Do you talk baby talk?

When I talk to my little grandsons, I speak in the Third Person. I say things like, “Look what Nana has for you.” I don’t know why I do that. I wouldn’t call myself by name with an adult. I’m not going to tell my husband that Mary wants to run to the store or say to an employer that Mary wants a raise.

Perhaps it is because I want my grandsons to know my name. Nothing warms my heart more than to hear them call me Nana in their sweet voices. But according to linguists, I shouldn’t do that. Babies need to learn to use the pronouns “I” and “me” correctly. Language is confusing enough without us speaking incorrectly.
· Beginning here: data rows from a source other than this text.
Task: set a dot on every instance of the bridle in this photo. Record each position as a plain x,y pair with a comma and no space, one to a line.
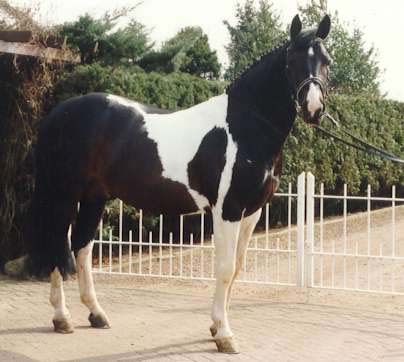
309,80
315,80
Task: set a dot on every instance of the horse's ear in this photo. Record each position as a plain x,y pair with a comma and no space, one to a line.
295,28
324,27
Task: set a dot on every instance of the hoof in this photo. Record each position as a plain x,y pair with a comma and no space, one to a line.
63,326
98,321
227,345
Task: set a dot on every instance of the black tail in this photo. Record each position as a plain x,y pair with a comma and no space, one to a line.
52,211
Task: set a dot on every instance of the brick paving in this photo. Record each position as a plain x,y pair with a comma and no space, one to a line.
169,321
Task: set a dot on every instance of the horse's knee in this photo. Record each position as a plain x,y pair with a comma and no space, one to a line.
225,271
87,298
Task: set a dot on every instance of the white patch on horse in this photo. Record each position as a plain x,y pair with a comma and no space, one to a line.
313,98
57,296
86,283
125,102
178,136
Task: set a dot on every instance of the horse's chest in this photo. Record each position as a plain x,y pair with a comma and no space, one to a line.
253,184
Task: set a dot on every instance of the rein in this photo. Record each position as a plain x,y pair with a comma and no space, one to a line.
360,145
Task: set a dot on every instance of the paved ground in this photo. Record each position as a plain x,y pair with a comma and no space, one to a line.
168,321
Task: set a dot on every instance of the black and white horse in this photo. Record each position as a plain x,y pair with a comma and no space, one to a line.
224,154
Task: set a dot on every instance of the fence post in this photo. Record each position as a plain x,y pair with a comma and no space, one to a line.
309,249
301,180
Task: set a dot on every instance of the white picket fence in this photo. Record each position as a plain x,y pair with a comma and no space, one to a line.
310,251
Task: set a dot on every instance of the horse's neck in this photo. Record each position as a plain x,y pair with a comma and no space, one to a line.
261,110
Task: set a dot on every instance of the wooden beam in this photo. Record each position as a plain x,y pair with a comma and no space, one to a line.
48,54
16,36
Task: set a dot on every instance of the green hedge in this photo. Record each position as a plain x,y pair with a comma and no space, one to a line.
378,121
172,91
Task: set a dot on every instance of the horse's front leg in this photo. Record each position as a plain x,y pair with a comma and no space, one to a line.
226,236
61,320
246,230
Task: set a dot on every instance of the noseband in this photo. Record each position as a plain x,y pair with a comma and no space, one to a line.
315,80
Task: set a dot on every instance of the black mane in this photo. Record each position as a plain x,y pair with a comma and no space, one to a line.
266,58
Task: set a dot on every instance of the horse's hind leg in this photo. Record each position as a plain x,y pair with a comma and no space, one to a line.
87,220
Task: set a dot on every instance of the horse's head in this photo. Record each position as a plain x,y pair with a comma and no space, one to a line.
307,68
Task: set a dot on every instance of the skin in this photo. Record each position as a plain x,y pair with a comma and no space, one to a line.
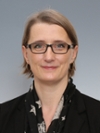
50,70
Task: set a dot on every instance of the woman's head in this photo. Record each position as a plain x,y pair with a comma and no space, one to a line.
50,17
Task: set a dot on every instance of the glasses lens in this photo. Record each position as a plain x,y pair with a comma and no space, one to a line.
38,47
60,47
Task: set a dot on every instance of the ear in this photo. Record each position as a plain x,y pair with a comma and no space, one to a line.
74,54
25,55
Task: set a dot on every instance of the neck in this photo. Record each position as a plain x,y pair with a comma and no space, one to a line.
50,93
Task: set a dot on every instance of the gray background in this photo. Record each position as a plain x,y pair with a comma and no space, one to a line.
85,17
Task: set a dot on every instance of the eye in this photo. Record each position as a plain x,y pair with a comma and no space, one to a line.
60,45
37,46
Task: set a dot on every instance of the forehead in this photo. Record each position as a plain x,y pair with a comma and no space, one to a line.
45,31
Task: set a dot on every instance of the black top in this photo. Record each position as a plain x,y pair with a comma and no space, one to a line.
83,115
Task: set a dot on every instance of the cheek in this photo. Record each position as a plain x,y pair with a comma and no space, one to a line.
64,60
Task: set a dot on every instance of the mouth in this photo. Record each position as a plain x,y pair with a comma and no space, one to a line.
49,67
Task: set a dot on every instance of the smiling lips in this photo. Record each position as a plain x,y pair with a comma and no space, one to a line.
49,67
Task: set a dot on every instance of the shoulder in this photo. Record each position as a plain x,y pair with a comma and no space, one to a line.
89,102
91,107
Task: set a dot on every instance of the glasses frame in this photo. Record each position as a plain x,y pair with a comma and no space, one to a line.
70,46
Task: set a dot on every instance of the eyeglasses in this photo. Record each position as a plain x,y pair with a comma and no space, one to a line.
57,47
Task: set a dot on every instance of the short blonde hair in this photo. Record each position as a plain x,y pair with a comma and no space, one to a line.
51,17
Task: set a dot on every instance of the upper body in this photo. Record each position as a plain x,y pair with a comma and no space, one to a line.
82,115
50,48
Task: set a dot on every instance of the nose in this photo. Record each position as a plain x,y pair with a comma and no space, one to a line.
49,55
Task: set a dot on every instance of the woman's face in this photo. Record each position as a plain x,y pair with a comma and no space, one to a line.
49,67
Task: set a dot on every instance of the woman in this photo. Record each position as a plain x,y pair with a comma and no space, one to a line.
53,104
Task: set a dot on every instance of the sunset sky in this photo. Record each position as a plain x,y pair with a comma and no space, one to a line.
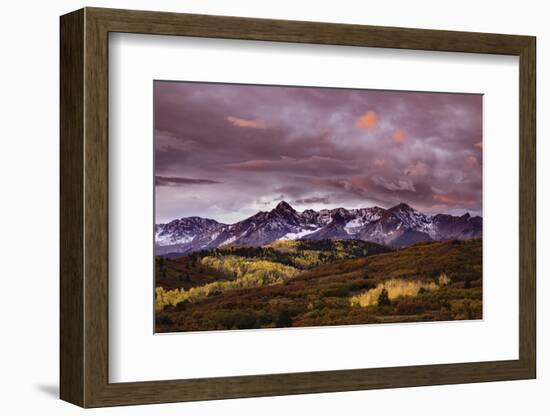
227,151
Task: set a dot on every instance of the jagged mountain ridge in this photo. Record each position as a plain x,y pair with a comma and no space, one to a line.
398,226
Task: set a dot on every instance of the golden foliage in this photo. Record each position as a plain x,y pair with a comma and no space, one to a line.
248,274
395,287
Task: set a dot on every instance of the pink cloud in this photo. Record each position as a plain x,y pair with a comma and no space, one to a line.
452,199
419,169
471,162
368,121
399,136
246,123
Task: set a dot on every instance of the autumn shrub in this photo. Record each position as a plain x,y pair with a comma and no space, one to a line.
245,320
383,298
182,305
284,319
164,320
395,288
410,307
466,309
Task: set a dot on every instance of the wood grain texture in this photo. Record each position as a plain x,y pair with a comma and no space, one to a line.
84,207
71,208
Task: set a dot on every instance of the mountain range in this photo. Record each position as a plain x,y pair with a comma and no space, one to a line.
398,226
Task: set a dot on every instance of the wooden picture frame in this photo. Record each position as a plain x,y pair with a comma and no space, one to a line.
84,207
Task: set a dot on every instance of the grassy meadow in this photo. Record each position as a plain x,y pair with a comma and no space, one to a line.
315,283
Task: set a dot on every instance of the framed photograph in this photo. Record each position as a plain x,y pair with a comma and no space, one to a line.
255,207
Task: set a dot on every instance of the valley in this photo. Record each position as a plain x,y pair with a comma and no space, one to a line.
309,282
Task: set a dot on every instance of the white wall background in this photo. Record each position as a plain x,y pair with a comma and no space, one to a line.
29,158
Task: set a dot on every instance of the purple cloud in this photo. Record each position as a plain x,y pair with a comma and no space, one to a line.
313,146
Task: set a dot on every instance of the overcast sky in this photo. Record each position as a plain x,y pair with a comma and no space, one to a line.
227,151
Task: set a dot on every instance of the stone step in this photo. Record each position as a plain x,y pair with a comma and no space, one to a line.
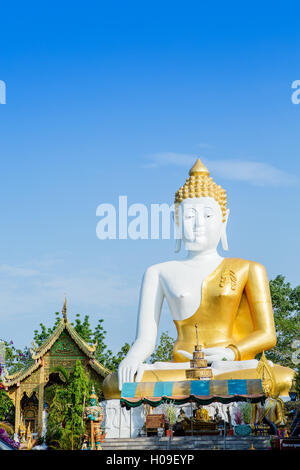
187,443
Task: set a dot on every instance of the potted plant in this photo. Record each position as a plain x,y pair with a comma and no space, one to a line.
242,419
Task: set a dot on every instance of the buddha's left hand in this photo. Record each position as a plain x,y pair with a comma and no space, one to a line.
213,354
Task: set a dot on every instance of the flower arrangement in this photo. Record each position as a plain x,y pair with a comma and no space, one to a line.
170,412
246,410
238,418
5,438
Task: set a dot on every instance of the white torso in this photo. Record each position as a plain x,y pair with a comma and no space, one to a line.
182,282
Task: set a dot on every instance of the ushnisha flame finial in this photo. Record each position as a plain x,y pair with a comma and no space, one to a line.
197,339
200,184
64,310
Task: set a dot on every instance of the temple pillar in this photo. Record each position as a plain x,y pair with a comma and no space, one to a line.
17,409
41,400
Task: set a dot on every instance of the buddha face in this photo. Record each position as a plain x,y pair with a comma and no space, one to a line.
202,223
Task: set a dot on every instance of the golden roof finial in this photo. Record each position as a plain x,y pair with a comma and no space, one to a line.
196,326
64,310
200,184
198,169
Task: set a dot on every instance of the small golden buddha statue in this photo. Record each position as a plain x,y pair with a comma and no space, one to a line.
228,298
201,414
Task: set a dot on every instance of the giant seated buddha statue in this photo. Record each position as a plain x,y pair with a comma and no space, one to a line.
229,299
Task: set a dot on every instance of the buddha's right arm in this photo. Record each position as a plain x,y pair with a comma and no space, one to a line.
151,299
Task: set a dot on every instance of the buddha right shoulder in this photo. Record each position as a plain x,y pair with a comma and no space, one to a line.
161,269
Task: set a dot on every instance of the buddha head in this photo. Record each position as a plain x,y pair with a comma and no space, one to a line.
200,212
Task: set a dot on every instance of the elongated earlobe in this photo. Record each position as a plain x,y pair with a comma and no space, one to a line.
224,233
178,245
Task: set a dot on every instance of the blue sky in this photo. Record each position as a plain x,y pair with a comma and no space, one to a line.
117,98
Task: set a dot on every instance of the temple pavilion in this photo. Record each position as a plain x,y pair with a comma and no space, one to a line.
26,387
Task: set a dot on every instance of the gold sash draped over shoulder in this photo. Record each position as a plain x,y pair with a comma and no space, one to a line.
235,311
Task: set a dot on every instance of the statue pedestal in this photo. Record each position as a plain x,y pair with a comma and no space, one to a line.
120,422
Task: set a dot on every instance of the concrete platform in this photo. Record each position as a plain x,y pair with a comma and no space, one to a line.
188,443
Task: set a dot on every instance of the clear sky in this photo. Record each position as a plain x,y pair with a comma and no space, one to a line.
119,98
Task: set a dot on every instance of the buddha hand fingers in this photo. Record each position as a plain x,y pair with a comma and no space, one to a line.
186,354
213,351
140,373
212,358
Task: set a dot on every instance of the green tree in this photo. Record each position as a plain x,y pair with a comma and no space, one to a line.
65,419
286,306
15,359
114,361
164,349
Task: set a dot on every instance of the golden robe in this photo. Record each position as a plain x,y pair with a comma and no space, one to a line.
235,312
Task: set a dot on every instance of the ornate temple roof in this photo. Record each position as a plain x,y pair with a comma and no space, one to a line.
37,353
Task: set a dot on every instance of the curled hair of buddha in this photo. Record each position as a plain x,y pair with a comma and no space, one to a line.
200,184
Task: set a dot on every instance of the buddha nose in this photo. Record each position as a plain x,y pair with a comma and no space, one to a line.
199,219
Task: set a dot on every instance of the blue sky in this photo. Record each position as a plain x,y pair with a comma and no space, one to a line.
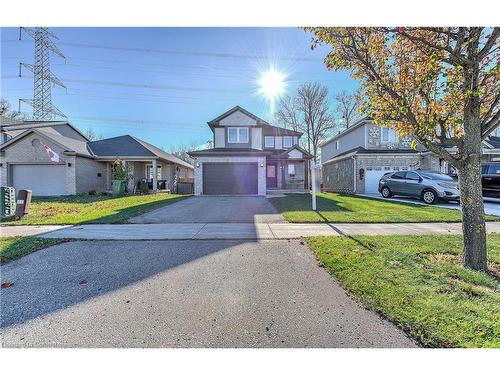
164,84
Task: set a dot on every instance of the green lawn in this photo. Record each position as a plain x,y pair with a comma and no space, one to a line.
340,208
419,283
16,247
85,209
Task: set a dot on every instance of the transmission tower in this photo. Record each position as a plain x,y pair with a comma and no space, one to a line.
43,78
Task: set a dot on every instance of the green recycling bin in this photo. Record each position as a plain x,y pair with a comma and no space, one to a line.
7,201
119,187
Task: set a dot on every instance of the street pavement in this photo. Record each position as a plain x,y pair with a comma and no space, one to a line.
212,231
183,294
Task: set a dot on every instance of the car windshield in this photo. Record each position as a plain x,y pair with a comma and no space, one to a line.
437,176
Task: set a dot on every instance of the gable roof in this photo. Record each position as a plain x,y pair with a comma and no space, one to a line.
259,121
129,146
237,108
492,141
306,154
18,126
356,125
67,143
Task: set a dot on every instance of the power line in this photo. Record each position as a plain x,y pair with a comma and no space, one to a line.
177,52
146,86
43,78
70,90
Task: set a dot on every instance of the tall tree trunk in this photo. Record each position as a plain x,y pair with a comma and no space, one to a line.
474,227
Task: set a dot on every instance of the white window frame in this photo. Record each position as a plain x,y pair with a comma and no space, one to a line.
266,137
285,138
238,135
392,136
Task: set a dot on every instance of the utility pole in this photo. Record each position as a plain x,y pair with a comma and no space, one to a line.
43,78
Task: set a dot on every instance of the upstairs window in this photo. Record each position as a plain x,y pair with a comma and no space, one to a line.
388,135
237,135
268,142
287,141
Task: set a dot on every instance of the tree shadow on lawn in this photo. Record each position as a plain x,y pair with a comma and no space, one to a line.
118,216
121,215
64,275
302,202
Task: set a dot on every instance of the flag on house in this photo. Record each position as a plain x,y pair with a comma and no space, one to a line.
53,156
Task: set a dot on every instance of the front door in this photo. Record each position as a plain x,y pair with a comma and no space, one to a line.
271,175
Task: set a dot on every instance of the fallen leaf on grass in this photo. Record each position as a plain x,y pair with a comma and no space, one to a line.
7,284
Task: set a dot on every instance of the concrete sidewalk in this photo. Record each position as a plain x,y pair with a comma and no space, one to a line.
244,231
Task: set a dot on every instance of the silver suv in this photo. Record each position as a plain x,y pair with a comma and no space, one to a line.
429,186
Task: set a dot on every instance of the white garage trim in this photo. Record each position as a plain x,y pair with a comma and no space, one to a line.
374,173
41,179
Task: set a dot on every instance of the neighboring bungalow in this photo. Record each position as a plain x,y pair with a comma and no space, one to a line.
354,160
250,156
84,166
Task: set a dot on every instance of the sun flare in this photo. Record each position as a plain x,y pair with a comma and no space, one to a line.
272,84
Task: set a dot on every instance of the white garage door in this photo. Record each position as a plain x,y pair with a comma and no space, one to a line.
373,174
42,180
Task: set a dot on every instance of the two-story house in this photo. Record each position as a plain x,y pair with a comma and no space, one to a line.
354,160
250,156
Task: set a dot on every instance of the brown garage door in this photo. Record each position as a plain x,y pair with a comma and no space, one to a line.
230,178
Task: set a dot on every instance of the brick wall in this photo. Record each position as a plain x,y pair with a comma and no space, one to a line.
339,176
29,150
86,175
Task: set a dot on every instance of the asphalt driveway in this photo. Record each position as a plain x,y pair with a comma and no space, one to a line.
182,294
214,209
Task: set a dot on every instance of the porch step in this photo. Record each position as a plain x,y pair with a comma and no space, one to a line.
286,191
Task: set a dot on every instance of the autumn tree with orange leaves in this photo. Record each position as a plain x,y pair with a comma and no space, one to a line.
439,85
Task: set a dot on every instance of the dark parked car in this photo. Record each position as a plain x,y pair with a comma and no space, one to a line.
429,186
490,178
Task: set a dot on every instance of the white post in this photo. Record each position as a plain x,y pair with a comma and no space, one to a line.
155,176
313,185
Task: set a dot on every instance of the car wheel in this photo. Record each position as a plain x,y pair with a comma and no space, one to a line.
386,192
429,197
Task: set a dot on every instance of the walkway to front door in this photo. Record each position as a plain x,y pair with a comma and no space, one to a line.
271,175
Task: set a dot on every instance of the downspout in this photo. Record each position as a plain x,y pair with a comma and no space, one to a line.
355,176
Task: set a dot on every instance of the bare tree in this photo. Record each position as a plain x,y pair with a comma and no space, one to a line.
347,108
6,111
92,135
288,113
309,110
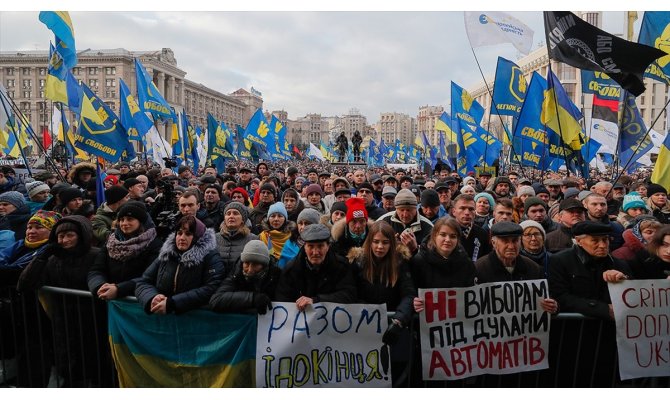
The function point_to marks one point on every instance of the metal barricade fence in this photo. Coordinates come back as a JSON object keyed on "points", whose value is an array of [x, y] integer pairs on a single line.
{"points": [[59, 339]]}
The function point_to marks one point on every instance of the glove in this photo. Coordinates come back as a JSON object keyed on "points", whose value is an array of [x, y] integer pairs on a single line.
{"points": [[392, 334], [262, 303]]}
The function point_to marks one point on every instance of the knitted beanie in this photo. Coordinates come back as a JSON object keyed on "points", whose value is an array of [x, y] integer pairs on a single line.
{"points": [[255, 251], [36, 187], [14, 198], [278, 208]]}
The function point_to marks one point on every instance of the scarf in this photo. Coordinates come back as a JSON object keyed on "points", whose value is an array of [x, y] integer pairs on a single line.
{"points": [[124, 250], [34, 245]]}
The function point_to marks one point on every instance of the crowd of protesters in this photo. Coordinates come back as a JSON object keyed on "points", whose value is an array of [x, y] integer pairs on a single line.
{"points": [[307, 232]]}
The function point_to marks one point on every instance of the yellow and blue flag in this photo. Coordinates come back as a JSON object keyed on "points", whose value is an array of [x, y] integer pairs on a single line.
{"points": [[136, 123], [559, 114], [195, 350], [509, 88], [633, 140], [60, 24], [655, 32], [100, 132], [150, 99]]}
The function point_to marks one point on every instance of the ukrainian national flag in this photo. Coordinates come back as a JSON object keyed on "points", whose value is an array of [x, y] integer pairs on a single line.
{"points": [[195, 349]]}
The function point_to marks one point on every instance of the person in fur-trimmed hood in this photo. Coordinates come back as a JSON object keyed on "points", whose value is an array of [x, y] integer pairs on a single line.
{"points": [[186, 273]]}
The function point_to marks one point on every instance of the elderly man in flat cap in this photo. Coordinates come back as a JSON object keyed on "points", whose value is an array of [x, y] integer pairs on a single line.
{"points": [[317, 273]]}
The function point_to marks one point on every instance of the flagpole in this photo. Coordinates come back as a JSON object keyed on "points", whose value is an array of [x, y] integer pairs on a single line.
{"points": [[494, 106]]}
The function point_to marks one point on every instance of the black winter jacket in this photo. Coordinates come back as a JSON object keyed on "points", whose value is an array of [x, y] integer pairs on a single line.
{"points": [[332, 282], [236, 293], [188, 279]]}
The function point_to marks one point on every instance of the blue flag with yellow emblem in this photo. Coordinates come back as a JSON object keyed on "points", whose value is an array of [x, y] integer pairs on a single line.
{"points": [[150, 99], [100, 132]]}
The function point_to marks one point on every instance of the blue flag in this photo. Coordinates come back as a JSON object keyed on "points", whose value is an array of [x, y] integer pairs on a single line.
{"points": [[100, 132], [509, 88], [150, 99], [136, 123], [633, 141]]}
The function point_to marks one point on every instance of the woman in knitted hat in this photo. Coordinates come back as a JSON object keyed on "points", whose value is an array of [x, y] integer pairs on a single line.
{"points": [[234, 234], [276, 229], [307, 217], [294, 205], [130, 248], [186, 273], [64, 263], [252, 284], [14, 214], [657, 203], [384, 277]]}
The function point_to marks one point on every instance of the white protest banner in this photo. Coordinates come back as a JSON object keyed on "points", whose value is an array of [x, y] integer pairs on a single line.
{"points": [[327, 345], [642, 316], [494, 328]]}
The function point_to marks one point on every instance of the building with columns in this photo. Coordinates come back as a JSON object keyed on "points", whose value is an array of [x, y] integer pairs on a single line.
{"points": [[24, 76]]}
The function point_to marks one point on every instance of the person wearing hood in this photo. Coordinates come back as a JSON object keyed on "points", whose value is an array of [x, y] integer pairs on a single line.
{"points": [[276, 229], [252, 284], [125, 255], [234, 235], [103, 220], [38, 195], [64, 263], [186, 273]]}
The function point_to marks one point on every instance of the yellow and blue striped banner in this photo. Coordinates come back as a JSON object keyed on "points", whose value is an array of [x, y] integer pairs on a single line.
{"points": [[196, 349]]}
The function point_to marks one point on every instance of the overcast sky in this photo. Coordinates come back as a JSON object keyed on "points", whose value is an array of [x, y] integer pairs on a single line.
{"points": [[302, 62]]}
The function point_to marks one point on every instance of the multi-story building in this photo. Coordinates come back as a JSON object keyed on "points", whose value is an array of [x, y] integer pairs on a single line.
{"points": [[24, 76], [392, 126]]}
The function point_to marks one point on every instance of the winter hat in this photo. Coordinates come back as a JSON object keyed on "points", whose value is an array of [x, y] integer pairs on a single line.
{"points": [[45, 218], [70, 194], [430, 198], [255, 251], [313, 188], [404, 198], [239, 207], [525, 190], [633, 200], [114, 194], [310, 215], [338, 206], [242, 192], [35, 187], [112, 178], [356, 208], [488, 197], [529, 223], [278, 208], [133, 209], [654, 188], [14, 198], [130, 182]]}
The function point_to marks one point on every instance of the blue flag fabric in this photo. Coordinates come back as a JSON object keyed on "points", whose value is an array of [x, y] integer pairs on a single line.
{"points": [[654, 32], [633, 141], [100, 132], [509, 89], [150, 99], [136, 123]]}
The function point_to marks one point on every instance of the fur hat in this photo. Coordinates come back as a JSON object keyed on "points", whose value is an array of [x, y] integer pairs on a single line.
{"points": [[255, 251]]}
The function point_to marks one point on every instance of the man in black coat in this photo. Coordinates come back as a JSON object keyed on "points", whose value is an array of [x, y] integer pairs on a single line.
{"points": [[317, 274]]}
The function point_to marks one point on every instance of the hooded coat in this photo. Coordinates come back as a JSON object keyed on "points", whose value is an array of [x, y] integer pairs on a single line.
{"points": [[187, 278]]}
Talking in high-pitched voices though, is OK. Babies seem to respond positively when we speak to them in happy tones more so than in adult language. Elongating consonants and vowels in what is known as “parentese,” such as saying, “Heeeeeloooo there hooooneyyyyy,” and all the bright, happy facial expressions we use, actually makes an impression on their brains. Studies show that it helps them learn the words quicker.

Mostly, we just need to keep talking to them while smiling and making eye contact. That’s how they learn to imitate the sounds they hear. They also like repetition. Repeating common words such as “mama” and “dada” helps to spur language development. We also can imitate the sounds they make. In general, the more we talk to them, the faster they will learn.

Some people get carried away and use that “goo-goo, gaga baby talk” to their children. Experts say that although talking down to them in a silly way does not help them, it won’t prevent or delay their speech either.